The American astronomer and astronomical photographer Edward Emerson Barnard (1857-1923) received the Lalande Medal from the French Academy of Sciences for his discovery of the fifth satellite of Jupiter.
Edward Barnard was born on Dec. 16, 1857, in Nashville, Tenn. His early education came mostly from his mother; he was employed at the age of nine in the studio of a Nashville photographer, where he remained for 16 years. His training in photographic processes and his knowledge of lenses were later of great value in his pioneer work in astronomical photography.

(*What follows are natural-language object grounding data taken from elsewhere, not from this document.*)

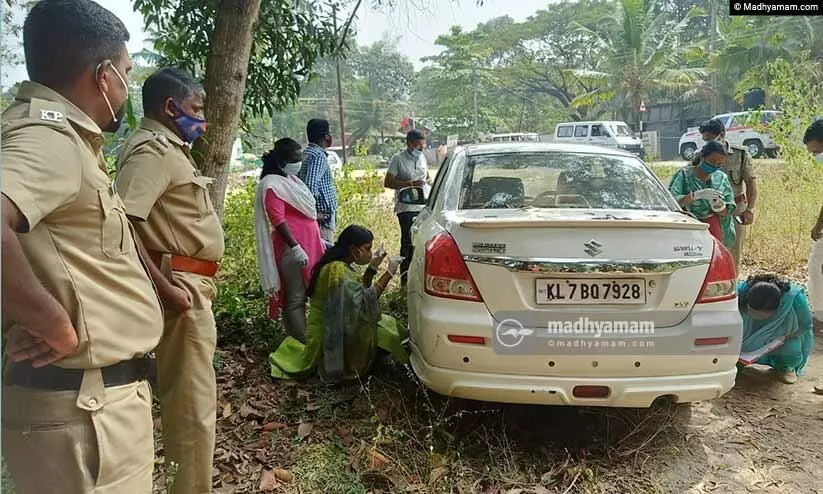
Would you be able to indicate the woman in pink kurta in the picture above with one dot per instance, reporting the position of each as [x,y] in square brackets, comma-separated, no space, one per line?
[288,250]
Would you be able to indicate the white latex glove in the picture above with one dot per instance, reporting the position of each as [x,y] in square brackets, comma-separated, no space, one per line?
[718,206]
[707,194]
[377,258]
[300,255]
[394,263]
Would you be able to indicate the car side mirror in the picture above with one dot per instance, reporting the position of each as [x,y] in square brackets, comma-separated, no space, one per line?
[412,196]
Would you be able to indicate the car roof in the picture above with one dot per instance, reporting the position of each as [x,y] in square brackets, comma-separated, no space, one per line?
[749,112]
[590,122]
[540,147]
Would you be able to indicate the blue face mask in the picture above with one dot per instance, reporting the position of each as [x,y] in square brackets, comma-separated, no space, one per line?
[708,168]
[190,127]
[292,168]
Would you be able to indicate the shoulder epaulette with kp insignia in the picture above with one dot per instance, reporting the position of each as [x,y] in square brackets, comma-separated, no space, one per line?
[41,112]
[50,112]
[158,141]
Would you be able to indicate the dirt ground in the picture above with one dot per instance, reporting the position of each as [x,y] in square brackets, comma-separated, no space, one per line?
[763,436]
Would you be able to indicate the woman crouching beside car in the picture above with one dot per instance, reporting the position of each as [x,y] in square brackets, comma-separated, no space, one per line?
[705,191]
[776,315]
[345,326]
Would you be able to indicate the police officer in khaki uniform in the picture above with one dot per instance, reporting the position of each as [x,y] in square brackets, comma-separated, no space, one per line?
[169,204]
[738,167]
[79,310]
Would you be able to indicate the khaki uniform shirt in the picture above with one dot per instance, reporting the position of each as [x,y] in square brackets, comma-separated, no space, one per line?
[78,240]
[160,185]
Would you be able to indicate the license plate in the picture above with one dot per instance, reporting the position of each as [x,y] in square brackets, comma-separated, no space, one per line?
[590,292]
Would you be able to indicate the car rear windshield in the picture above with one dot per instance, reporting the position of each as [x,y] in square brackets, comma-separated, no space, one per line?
[560,180]
[622,130]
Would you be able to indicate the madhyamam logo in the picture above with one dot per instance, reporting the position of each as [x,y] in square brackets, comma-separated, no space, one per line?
[584,325]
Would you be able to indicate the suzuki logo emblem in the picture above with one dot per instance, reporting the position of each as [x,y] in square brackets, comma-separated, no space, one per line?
[593,247]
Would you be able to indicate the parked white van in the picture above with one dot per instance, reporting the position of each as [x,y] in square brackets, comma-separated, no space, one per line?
[605,133]
[517,137]
[740,131]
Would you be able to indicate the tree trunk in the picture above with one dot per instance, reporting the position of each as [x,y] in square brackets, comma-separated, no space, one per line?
[226,71]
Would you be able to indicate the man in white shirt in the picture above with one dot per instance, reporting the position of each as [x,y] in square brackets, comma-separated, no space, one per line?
[408,168]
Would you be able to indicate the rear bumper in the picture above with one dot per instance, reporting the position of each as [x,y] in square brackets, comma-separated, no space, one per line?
[633,392]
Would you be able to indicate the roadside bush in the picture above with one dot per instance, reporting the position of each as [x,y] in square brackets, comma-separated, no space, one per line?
[241,308]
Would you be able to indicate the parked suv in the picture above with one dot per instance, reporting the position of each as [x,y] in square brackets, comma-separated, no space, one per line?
[740,131]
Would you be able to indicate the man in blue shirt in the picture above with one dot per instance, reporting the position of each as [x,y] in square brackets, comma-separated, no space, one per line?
[318,177]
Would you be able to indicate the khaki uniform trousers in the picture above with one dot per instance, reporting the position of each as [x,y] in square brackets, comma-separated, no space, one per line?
[187,387]
[294,295]
[815,284]
[741,232]
[67,442]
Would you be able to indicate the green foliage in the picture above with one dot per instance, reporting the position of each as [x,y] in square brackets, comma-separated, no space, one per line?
[639,49]
[798,85]
[241,308]
[376,81]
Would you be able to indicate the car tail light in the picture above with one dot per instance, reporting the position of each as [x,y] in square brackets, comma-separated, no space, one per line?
[446,273]
[711,341]
[467,340]
[591,391]
[721,281]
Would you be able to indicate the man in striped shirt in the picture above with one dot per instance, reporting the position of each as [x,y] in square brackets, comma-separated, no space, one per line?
[318,177]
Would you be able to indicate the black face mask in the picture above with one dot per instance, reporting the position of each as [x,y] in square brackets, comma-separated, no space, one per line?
[114,126]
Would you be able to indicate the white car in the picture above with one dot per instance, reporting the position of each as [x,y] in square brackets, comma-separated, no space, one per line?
[521,243]
[600,133]
[739,131]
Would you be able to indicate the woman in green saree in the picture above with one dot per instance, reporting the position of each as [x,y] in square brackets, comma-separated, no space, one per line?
[345,325]
[705,191]
[773,308]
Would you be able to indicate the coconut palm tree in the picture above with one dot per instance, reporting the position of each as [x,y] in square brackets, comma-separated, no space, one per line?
[641,55]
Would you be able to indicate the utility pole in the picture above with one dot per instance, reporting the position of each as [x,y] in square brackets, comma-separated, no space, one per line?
[474,90]
[712,41]
[340,91]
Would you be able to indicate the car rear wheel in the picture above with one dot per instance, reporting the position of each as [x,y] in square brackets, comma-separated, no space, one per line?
[754,147]
[688,150]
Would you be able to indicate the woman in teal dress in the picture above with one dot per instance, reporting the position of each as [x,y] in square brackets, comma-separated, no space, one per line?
[773,308]
[705,191]
[345,326]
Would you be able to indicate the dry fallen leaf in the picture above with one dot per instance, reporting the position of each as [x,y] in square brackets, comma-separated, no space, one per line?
[273,426]
[283,475]
[377,461]
[304,429]
[268,481]
[247,411]
[438,473]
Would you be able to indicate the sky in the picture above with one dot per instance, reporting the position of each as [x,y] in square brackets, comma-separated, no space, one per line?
[417,23]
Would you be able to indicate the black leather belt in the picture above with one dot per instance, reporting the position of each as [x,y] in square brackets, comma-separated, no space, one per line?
[55,378]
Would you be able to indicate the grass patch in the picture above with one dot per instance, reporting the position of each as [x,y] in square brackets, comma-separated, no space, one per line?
[325,468]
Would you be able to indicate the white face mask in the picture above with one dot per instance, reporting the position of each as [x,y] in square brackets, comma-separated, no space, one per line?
[292,168]
[116,118]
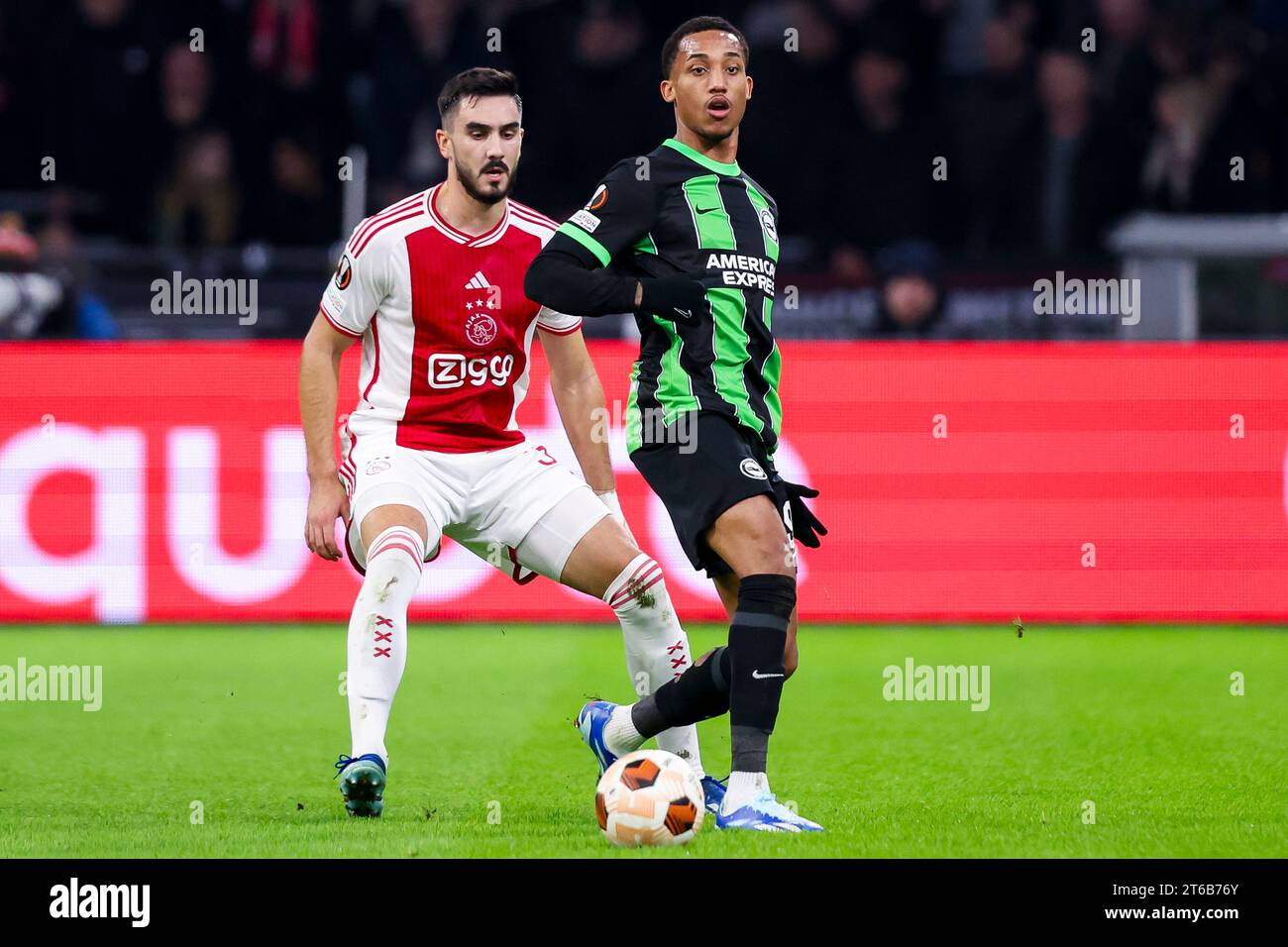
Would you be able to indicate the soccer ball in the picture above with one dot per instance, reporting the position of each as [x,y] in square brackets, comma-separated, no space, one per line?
[649,797]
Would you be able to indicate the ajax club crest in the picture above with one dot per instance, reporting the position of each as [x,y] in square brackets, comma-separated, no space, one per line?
[481,329]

Barnard's interest in astronomy dated from 1876, when he read a stray copy of a popular book on astronomy and constructed his first telescope with a one-inch lens from a broken spyglass. Meeting Simon Newcomb the following year persuaded him that to do work in astronomy he must be well grounded in mathematics, so he worked in his spare time to educate himself.
During the next few years Barnard continued to work in the photography studio, pursuing his astronomical studies in the evenings. His discovery of a number of unexpected comets led to a fellowship at Vanderbilt University, where he received a bachelor of science degree in 1887. He was then appointed junior astronomer at the recently established Lick Observatory, which had a new 36-inch telescope, then the largest in the world. There he discovered the fifth satellite of Jupiter, followed by the faint and distant sixth, seventh, eighth, and ninth. He also began his photography of the Milky Way, securing the first of the beautiful photographs of its intricate structure for which he became famous.
Barnard accepted a position at the Yerkes Observatory in 1895, and in 1897 he began observing with the great 40-inch photographic telescope (still the largest refractor in the world) that had been secured through the efforts of President William Harper of the University of Chicago and Edward Everett Hale, the greatest astronomical entrepreneur of the period. Barnard next began the micrometric triangulation of some of the globular clusters, which he continued for nearly 25 years, hoping to detect motions of the individual stars.
The observatory's acquisition in 1904 of the 10-inch Bruce photographic telescope gave added impetus to Barnard's photography of comets and his mapping of the Milky Way. In all, Barnard collected 1400 negatives of comets and nearly 4000 plates of the Milky Way and other star fields. His published papers number more than 900.
Barnard was married in 1881 to Rhoda Calvert of Yorkshire, England. He died in Wisconsin on Feb. 6, 1923, surviving his wife by two years.
Further Reading on Edward Emerson Barnard
The only account of Barnard's life, written with a firsthand knowledge of his work, is Edwin Brant Frost's biographical memoir in Memoirs of the National Academy of Sciences, vol. 21 (1926). Robert S. Richardson, The Star Lovers (1967), includes a chapter on Barnard. See also Frank Schlesinger's article, "Historical Notes on Astro-Photography of Precision, " in Harlow Shapley, ed., Source Book in Astronomy, 1900-1950 (1960); Otto Struve and Velta Zebergs, Astronomy of the 20th Century (1962); and Willie Ley, Watchers of the Skies: An Informal History of Astronomy from Babylon to the Space Age (1963).